Come what may, this would be a conquering day indeed. And, mayhaps, as Yarmuk broke the Romans’ back in the East centuries ago, so would the battle of Laqura la Walid vanquish the enemies of God on the peninsula, the cross a desecrated remnant amidst the muddy gorges of the valley, the crescent a victorious standard affixed upon the summits of joyful Spain. In the desperate disarray of the Frankish infidel the Emir would – God willing - push into the Tago, across the no-man’s land, and pound the very gates of Tullaytillah. He would force the cordon on the old Mawali stronghold of Medina Selim, and rout the counts of La Mancha.
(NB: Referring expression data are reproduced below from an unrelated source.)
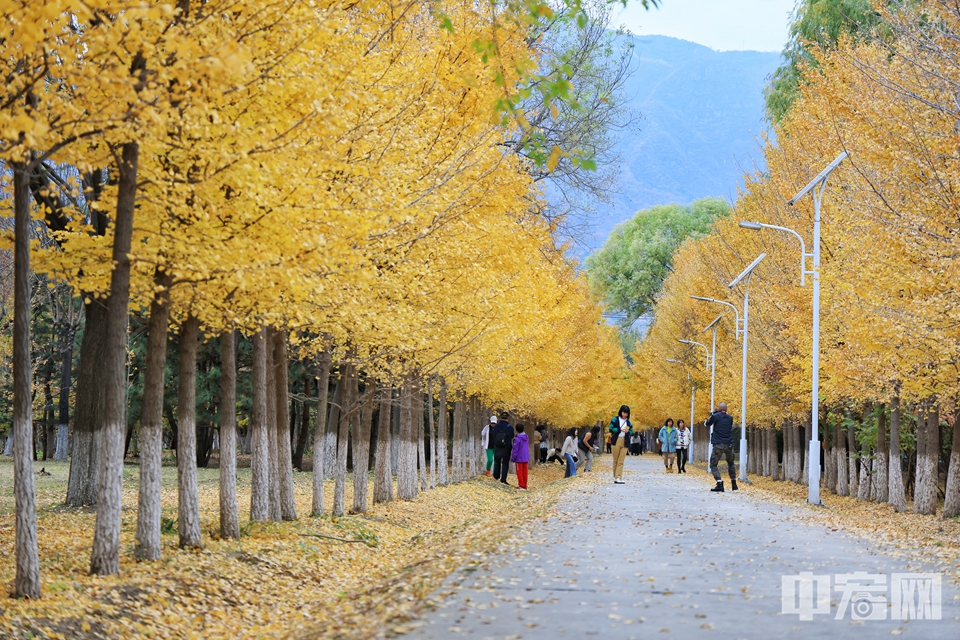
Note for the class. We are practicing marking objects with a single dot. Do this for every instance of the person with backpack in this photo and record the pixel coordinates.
(569, 452)
(542, 435)
(668, 443)
(721, 439)
(620, 430)
(487, 443)
(502, 446)
(520, 457)
(683, 445)
(587, 447)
The Muslim kings of Badajoz would soon bow to him, and the English rulers of the Bortogal would be as crying wretches at his feet. Like a Caliph of the ancient days, strolling the gardens of Medina Al-Zahra, he would pluck a bouquet of towns and cities from the breadth of the Eden that is Al-Andalus, and then, like Ibn Zaydan the poet-suitor he would court the untouchable land with the romantic prose of the Andalusian Muwashaha. And at the end of it all – the boldest of dreams come true, inshallah - as the ultimate consummation between the stubborn Gothic Roman and the graceful Moor, to inaugurate himself, and the House of Asadio with him as the Great Caliphs in the Imperial city of Qurtubah. As the Lion roars, Europe shall quake and tremble in its boots at the sight of it. So it is said, and so it shall come to pass.